During the closing event at the museum, Rachel Emily Taylor’s artworks were exhibited in the museum foyer, the Picture Gallery and alongside the Gerald Coke Handel Collection.
In the Picture Gallery, the installation Kept Within The Bounds mirrored the plans of the Foundling Hospital: the girls’ and boys’ wings, the chapel and the entrance gate. It created a juxtaposition between the contemporary and historical children, whilst revealing the hierarchy between the museum’s paintings of esteemed gentlemen and the foundling children below.
The paintings included in Kept Within The Bounds were made by children in workshop sessions led by the artist that included role-play and performance methods to construct a foundling ‘character’. The paintings are a portrait of two people; the child artist and the imagined foundling child.

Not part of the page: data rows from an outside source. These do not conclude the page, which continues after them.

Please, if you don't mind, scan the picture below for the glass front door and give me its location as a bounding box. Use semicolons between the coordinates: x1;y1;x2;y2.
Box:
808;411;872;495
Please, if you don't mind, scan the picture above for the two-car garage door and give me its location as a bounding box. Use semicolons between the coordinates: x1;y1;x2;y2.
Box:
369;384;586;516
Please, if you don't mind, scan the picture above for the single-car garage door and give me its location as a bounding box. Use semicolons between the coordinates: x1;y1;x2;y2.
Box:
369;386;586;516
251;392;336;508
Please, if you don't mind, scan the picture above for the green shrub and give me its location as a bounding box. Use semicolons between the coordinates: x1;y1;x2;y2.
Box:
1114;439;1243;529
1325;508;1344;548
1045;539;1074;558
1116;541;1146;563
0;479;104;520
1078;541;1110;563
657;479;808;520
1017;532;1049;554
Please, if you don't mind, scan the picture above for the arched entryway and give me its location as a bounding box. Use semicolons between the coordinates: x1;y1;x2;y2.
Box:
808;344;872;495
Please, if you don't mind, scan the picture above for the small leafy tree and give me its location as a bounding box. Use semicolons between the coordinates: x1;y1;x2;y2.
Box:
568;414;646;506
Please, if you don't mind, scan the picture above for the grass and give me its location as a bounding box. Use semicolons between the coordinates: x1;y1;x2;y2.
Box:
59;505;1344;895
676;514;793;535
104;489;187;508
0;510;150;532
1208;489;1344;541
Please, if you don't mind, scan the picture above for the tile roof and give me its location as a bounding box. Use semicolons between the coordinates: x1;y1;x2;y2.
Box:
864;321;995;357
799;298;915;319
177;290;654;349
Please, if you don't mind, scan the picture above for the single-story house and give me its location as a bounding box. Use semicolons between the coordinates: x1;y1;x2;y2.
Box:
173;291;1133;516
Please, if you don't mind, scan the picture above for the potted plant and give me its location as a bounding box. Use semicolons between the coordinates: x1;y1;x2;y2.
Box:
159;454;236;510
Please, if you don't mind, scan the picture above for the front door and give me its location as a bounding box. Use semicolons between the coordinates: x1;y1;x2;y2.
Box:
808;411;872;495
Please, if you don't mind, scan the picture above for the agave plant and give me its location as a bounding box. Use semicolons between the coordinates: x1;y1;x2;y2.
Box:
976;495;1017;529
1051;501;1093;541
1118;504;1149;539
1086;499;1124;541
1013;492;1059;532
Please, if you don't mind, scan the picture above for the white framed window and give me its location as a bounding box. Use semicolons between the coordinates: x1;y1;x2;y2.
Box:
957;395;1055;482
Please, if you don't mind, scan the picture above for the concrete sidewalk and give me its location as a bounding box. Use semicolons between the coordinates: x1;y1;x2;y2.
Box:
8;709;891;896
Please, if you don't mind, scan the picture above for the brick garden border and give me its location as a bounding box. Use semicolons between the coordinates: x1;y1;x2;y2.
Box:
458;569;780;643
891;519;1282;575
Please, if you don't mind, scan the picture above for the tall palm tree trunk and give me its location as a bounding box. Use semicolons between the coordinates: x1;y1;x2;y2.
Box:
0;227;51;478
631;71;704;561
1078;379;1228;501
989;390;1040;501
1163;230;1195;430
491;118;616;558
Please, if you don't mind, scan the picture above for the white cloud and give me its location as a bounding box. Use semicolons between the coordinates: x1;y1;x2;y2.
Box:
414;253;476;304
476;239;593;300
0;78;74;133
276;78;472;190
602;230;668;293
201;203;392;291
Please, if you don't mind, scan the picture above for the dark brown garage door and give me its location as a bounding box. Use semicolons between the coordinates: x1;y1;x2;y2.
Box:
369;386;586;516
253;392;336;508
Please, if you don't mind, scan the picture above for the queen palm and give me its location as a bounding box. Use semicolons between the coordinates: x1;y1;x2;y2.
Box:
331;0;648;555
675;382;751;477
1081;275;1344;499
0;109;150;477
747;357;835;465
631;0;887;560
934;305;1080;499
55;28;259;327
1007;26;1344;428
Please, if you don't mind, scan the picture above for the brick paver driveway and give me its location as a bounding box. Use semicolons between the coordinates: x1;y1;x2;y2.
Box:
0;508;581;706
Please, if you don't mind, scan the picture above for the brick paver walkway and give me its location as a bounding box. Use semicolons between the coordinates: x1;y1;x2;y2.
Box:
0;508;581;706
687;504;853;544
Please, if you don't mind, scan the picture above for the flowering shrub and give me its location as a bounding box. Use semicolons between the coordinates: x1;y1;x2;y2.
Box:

In the entrance foyer stood an Interruption. In this work, children’s voices chimed in time with the museum clocks recalling the foundling’s names; a reminder that children were “seen and not heard”.
At the base of the stairwell, images of children’s paintings appeared in the moving image piece, the March, and you could hear the children faintly singing the Foundling Hospital Anthem in the Gerald Coke Handel Collection on the top floor of the museum.
The event also included talks from: the Foundling Museum director, Caro Howell; the Collections Manager, Alison Duke; Dr. Helen Wickstead, an archaeologist and Senior Lecturer at Kingston University; and Dr. Becky Shaw, Reader in Fine Art at Sheffield Hallam University.
Finding Foundlings was supported by Sheffield Hallam University, the Arts & Humanities Research Council and the Heritage Consortium.